Disso não temos garantia. A escuta já consiste em si o próprio tratamento,
engendrado pelas diversas circunstâncias da história de vida do paciente,
que ele próprio irá localizar em sua fala. No caso em questão, a iminência
da perda do órgão de Fernanda, caso a rejeição aguda permanecesse,
reeditava outras perdas, para além órgão em si, que remetiam a sua própria
condição de sujeito faltante.
Concluímos que a escuta analítica no hospital é manejada no sentido
de permitir a apropriação de uma narrativa sobre o corpo biológico,
pertencente originalmente ao saber biomédico, favorecendo uma
investigação do próprio sujeito, compartilhada com quem o escuta, sobre
sua posição subjetiva diante de um corpo passível de simbolização, corpo
epistêmico, nas palavras de Jacques Allain-Miller, bem como à experiência
do adoecer. Assim, como pudemos expor no presente caso, o desenrolar de
elaborações simbólicas de uma paciente internada, acerca de um
procedimento médico (o transplante), caminharam em direção à
subjetivação singular de um evento posterior (a rejeição do enxerto).
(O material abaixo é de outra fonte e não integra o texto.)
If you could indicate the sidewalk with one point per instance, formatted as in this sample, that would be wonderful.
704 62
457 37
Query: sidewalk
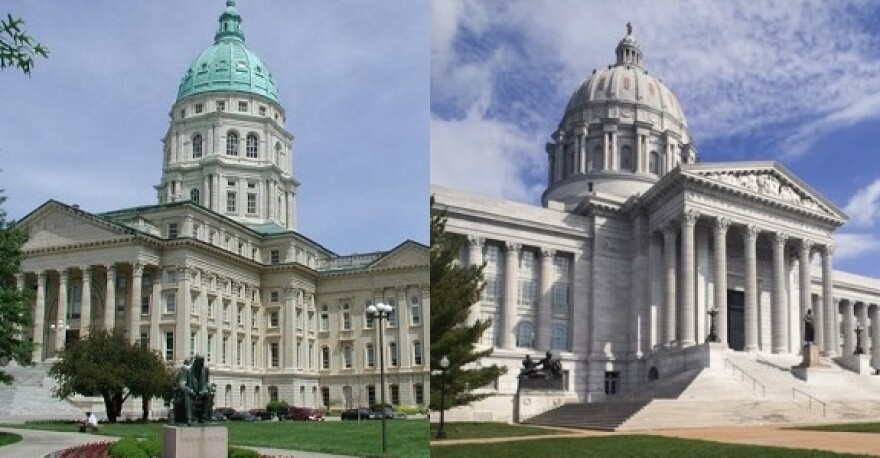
775 436
37 444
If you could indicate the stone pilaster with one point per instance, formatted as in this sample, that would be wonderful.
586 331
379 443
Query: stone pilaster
827 299
688 274
508 330
750 233
40 317
669 314
779 308
721 225
85 320
110 299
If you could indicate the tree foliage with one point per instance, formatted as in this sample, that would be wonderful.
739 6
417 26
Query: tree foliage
15 305
454 290
108 365
17 48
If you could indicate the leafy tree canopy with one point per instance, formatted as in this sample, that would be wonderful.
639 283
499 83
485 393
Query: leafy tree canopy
454 290
108 365
17 48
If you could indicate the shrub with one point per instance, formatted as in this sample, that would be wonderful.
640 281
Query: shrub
236 452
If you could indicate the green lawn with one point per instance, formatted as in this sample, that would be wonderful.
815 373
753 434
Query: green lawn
846 428
468 430
8 438
618 446
406 438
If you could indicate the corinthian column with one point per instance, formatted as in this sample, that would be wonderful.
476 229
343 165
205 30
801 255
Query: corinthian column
688 323
827 299
751 293
780 299
721 225
508 323
669 267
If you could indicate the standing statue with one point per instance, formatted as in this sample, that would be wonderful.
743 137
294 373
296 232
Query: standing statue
809 332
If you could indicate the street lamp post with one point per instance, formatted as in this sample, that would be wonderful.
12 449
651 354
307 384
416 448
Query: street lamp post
381 312
444 368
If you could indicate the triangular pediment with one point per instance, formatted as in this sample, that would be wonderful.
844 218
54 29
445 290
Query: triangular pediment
766 180
407 254
55 225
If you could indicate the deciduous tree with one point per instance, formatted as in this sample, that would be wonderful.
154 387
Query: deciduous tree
454 290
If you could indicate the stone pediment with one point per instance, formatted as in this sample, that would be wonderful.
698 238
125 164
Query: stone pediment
768 180
56 225
407 254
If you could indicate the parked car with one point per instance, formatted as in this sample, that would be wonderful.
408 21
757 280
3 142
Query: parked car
244 416
263 414
225 411
361 413
303 414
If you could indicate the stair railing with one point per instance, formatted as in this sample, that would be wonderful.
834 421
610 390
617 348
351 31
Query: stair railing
810 397
743 375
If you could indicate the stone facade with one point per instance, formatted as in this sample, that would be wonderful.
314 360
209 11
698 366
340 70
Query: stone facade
217 267
617 272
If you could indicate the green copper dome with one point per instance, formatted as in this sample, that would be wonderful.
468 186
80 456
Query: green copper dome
228 65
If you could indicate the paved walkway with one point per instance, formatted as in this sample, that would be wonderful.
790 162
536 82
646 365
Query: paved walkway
776 436
37 444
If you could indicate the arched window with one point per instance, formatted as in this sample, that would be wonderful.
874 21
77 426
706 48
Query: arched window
654 163
232 143
325 357
347 357
252 143
627 159
197 146
525 335
559 340
598 159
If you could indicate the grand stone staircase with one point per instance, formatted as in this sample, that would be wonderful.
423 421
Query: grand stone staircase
30 397
749 389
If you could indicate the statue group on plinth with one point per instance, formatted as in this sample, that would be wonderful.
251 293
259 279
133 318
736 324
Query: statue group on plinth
193 400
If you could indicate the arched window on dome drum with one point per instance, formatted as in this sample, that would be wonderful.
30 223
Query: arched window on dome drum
654 163
197 146
232 143
252 143
598 158
627 160
525 335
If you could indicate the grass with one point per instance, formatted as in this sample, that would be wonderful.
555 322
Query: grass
619 446
845 428
8 438
406 438
469 430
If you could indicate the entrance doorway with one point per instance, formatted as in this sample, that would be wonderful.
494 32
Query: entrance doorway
736 326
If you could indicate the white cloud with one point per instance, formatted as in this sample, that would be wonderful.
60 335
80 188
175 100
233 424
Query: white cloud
850 246
863 207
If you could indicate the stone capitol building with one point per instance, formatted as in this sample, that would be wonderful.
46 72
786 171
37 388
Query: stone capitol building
218 268
638 239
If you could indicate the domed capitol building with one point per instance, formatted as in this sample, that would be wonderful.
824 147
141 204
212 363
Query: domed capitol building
217 266
665 284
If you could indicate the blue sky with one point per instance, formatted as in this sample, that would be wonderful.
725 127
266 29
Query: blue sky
793 81
86 127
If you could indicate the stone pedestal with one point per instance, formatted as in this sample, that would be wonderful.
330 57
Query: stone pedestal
194 441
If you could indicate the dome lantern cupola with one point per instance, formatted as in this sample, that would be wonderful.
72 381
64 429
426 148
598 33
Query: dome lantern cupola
628 52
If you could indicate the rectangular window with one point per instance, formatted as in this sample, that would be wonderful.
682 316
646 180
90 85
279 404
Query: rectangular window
170 303
252 203
169 346
230 201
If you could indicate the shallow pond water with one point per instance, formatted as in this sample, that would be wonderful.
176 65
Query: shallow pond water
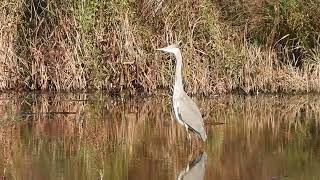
93 136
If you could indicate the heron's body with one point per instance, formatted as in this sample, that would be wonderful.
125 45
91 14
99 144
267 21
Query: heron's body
185 110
Fernanda com precisão discorre minuciosamente sobre os detalhes da
sua doença, ainda que em poucos atendimentos; tempo possível dentro de
uma internação curta. Ao ser escutada, tece, com o emaranhado dos
glomérulos renais – aqueles vasos minúsculos que exercem a função de
filtração nos rins – os fios de sua própria história, juntando-os em um
novelo e escrevendo sua própria novela. Obrigado.